As we wrote in our Medidata post, a majority approach has coalesced around social engineering fraud losses resulting from spoofed requests from vendors not being covered under Computer Fraud policies. The Sixth Circuit has deviated from that approach and sided with the Second Circuit. Due to recent events favoring policyholders, there appears to be a growing split in how courts analyze coverage for social engineering fraud. This development suggests insurers may want to evaluate existing policy language to determine if modifications are in order to make it abundantly clear to any court that coverage for social engineering fraud claims is excluded.
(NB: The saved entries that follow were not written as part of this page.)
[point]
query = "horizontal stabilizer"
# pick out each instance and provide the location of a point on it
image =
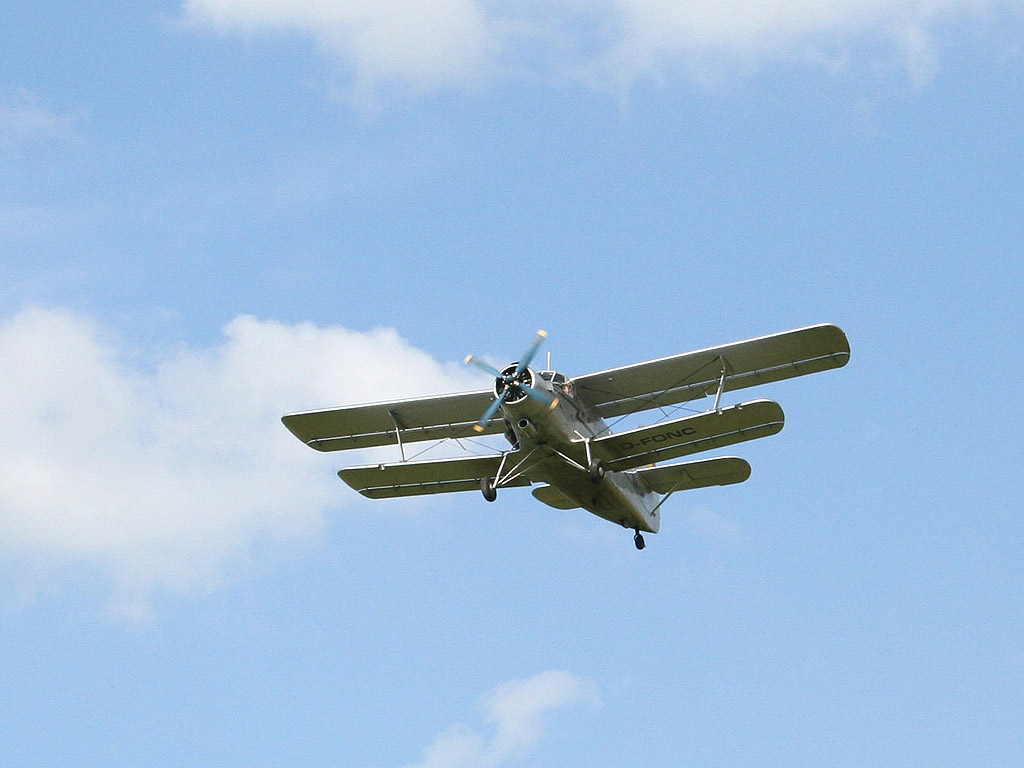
(699, 474)
(421, 477)
(691, 434)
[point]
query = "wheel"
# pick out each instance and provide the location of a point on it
(487, 488)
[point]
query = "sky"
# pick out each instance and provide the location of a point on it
(214, 212)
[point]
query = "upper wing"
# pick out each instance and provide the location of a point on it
(417, 478)
(379, 424)
(691, 375)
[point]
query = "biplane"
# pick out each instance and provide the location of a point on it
(558, 433)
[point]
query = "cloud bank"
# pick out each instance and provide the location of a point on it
(26, 121)
(167, 470)
(605, 43)
(517, 713)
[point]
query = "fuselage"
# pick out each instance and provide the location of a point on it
(554, 449)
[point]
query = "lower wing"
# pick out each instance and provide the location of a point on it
(418, 478)
(691, 434)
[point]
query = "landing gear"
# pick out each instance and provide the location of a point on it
(488, 489)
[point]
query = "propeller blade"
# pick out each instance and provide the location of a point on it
(492, 410)
(540, 395)
(541, 336)
(485, 367)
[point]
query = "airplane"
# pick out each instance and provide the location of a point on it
(560, 441)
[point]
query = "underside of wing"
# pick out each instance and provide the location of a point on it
(699, 474)
(399, 421)
(691, 375)
(691, 434)
(421, 477)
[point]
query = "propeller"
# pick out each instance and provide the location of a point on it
(514, 383)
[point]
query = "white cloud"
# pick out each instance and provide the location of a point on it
(518, 713)
(167, 470)
(25, 120)
(404, 41)
(603, 42)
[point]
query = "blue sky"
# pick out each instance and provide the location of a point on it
(214, 212)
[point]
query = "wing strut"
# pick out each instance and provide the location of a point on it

Moreover, during litigation, insurers should highlight the existence of standalone social engineering fraud coverage offerings in the marketplace as evidence that traditional commercial crime policies are not meant to cover these twenty-first century con artist’s schemes. One thing is for sure – while the policyholders won the battle in American Tooling, the war is hardly over. If this trend continues, insurers should consider a new battlefield if they want to win the war.